For quite some time, then, various ideas have been proposed to define the kilogram by means of some more fundamental physical constant, ideally obviating the need for comparisons with a single reference object and enabling greater precision to be used in measuring mass. There's certainly precedent for changing these definitions. The meter was first defined, during the creation of the metric system in the wake of the French Revolution, as 1/10 000 000 of the distance between the north pole and the equator on the meridian that passes through Paris. In 1889, after the establishment of the BIPM, a prototype meter was created — a bar of platinum-iridium with two lines on it, the distance being measured at precisely 0°C. It wasn't until 1960 that a standard not based upon a physical artifact was chosen.
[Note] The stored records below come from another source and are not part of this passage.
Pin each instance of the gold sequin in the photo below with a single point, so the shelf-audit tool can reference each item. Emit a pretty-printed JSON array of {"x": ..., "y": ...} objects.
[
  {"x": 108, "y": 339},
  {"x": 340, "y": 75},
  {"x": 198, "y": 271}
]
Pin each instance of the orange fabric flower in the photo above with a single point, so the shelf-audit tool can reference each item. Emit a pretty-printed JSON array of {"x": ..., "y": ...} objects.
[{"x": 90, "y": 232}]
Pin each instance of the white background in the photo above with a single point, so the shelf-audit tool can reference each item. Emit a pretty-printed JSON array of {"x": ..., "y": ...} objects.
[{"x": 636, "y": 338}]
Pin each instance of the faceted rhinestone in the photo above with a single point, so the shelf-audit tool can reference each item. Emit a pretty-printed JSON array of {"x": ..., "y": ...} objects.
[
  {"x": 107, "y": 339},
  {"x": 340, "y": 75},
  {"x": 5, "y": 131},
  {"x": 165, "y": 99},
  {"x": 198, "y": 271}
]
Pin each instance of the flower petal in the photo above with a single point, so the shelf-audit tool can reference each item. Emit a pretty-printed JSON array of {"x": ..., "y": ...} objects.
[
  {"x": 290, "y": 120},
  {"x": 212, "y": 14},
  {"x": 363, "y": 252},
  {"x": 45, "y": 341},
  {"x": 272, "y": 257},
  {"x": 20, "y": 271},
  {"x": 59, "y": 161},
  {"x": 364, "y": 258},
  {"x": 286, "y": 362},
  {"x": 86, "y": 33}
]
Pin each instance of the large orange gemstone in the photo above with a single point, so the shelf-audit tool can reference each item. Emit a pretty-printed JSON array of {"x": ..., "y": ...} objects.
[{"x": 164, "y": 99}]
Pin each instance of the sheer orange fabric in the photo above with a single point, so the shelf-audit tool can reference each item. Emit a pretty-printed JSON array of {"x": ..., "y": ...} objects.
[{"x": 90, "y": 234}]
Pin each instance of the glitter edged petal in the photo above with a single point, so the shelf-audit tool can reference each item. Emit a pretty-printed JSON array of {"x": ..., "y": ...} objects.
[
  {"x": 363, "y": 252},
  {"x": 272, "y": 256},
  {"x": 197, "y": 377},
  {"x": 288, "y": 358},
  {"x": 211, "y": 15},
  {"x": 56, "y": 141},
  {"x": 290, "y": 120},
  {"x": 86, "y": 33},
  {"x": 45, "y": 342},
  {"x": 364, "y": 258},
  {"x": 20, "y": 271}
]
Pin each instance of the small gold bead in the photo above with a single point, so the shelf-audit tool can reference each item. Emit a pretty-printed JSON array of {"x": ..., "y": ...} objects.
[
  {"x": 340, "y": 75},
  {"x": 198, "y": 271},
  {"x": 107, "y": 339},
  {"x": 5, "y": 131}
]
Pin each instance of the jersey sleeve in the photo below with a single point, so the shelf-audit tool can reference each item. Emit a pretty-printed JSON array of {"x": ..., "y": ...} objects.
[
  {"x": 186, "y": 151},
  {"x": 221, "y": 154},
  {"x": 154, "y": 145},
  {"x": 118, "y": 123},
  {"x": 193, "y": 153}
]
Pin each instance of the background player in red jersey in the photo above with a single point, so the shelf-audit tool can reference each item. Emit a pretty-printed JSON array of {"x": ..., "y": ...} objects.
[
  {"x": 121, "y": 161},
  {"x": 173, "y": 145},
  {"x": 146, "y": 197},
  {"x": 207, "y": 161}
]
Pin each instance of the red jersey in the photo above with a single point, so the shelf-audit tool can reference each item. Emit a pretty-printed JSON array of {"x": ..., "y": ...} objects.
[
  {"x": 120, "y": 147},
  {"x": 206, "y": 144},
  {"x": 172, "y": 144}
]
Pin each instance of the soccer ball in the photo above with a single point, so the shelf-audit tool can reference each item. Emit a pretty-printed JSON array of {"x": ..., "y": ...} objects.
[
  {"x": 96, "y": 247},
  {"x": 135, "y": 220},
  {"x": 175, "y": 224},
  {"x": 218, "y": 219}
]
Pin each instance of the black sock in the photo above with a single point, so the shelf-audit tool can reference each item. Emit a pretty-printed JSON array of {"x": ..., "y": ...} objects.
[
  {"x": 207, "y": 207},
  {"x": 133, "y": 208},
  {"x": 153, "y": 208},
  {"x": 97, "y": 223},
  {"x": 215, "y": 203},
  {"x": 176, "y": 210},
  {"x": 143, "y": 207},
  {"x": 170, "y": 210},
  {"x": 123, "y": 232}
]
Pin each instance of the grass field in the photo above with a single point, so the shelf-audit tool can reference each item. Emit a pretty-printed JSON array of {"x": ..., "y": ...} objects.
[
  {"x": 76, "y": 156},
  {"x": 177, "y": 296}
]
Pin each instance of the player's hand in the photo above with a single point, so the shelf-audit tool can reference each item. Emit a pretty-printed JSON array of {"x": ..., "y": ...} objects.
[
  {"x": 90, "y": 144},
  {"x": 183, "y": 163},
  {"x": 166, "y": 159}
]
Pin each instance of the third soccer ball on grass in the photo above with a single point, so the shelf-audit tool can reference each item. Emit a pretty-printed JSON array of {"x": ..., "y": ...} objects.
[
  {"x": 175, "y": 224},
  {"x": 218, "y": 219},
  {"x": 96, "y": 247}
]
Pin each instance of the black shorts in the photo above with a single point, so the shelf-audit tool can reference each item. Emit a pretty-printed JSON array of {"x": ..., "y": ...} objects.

There are four basic schemes being kicked around to accomplish this goal, and they all boil down to precisely tying the kilogram to either Planck's constant or Avogadro's number. Technically, all of these projects would involve attempting to precisely measure those two constants in relation to the current kilogram, to the limit of our ability to do so, and then setting precise values for those constants based upon those measurements. An exact definitional value for one of those constants in terms of the kilogram (indirectly in the case of Planck's constant, which doesn't directly involve mass) would conversely mean a definition of the kilogram in terms of a precise, unalterable fact describing the universe.

The Avogadro Project

The Avogadro Project aims to precisely determine Avogadro's number — defined as the number of atoms in 12 grams of carbon-12. Avogadro's number is an important concept in chemistry; it's the number of atoms or molecules in one mole of a substance, and the current best estimate for it is 6.022 135 3 × 10²³. So in order to count the number of atoms in a mole of a substance, the Avogadro Project measures the precise volume of a one kilogram sphere of silicon, using silicon balls very carefully manufactured to be the roundest objects on earth. X-ray interferometry is used to determine the distance between lattice planes in the silicon crystal, permitting physicists to determine, as closely as possible, the number of atoms in these spheres. Currently, a measurement accuracy of one part in 10⁷ is possible, after considering all of the various sorts of error introduced in the process, but it is hoped that ten times this accuracy will be possible within five years.

The Watt Balance

The Watt Balance project has provided the most accurate measurements so far. It involves suspending a coil and a one kilogram weight on opposite sides of a balance. The coil is placed in a magnetic field, and electricity is run through it. By running a current through the coil, a force is generated to counterbalance the force produced by gravity acting upon the weight on the other side. Next, the coil is moved at a constant speed, producing a measurable voltage. Thus, first an electrical "realization" of the watt is produced, and then a mechanical one. These two realizations can be related via Planck's constant, thus producing a highly accurate measurement of the number and relating it to the kilogram.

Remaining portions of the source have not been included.